— Студеным, бояринушка. Уж и что это за дивы я видел там дивныя; что плывем это мы морем-окияном день и ночь, и что день, что ночь — все едино, только ко полудню солнышко по праву руку небом идет, а ко полуночи, бояринушка, — ох, уж и не поверишь! — всю-то ноченьку оно, солнышко красное, по морю по кияну, аки лебедь, плывет, так-таки одним краешком омокнется в киян-море, да и плывет, и плывет, красное. И день светло, и ночь светло — инда одурь возьмет, да так и заплачешь, сам не знай о чем. И чудно это таково, и страховито, и божественным аки духом некиим на тебя веет от пучины этой морской: гора это ледяная плывет по морю по кияну, а ни конца-края ей нетути, ни до вершинушки ея оком не досягнути, не доглянути; и стоит эта глыба на глыбе до самого небесе, до престолу Божия. А на глыбинах-то этих, на горах ледяных, звери морские хвостатые да пернатые ходят да медведи белые… А птицы-то, Господи, сколько и рыбины всякой. И китище этот, кит преогромный плывет да воду, аки руки к небу, изрыгает, — так молитвами чудотворцев московских да угодников киевских только и спасались. Там-то я, бояринушка, и обет дал — в Кейв к мощам угодников печерских сходить.
— Что ж, и был в Киеве?
— Привел Господь, бояринушка. Это уж я в Кейв прошел из Мангазеи-града на Тобольск, да на Неромкур, а с Неромкура на Пермь, да по пути по дорожке завернул домой в Суздаль-град, да оттоль в Астрахань да на Дон, да уж с Дону-то в Кейв. Там вот и ихнево Димитрия рыженька видывал…
При слове «ихнего» он указал на Кромы: издырявленный и изрытый норами, словно пчелиный сот, вал их виднелся из палатки Ляпунова, стоявшей на возвышении. Ниже и выше и по сторонам белелись шатры, серели нагроможденные в беспорядке обозные телеги, чернели пушки с зарядными ящиками, бродили, сидели, ездили, кричали, смеялись и пели ратники московского и иных российских ополчений.
— Кого видел? — спросил с удивлением Ляпунов.
— Да вот ихнево, что в Путивле. Кромчане Димитрием-царевичем его называют.

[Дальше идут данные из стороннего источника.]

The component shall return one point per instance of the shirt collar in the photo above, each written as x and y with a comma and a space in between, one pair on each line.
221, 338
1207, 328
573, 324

— Как! Ты еще в Киеве его видывал?
— В Кеиве, бояринушка.
— Гришку-то Отрепьева?
— Нету, бояринушка. Гришка-то особь статья.
— Так кто же?
— А Бог его ведает кто. Он — одно слово. Рыженький.
— Так и Гришка, сказывают, рыж же…
— Руденек, точно, бояринушка, рудой, точно, да не он.
— Так ты и Гришку знавал?
— Знавывал. И иконы менивали, и медок пивывали.
— Где же?
— Да все в Кейве, бояринушка. Да и в Путивле их обоих видывал.
Ляпунов даже вскочил, и серые с огнем глаза его расширились.
— Тьфу ты, чертов сын! Да ты меня совсем с толку сбил. Я ничего не уразумел из того, что ты мелешь.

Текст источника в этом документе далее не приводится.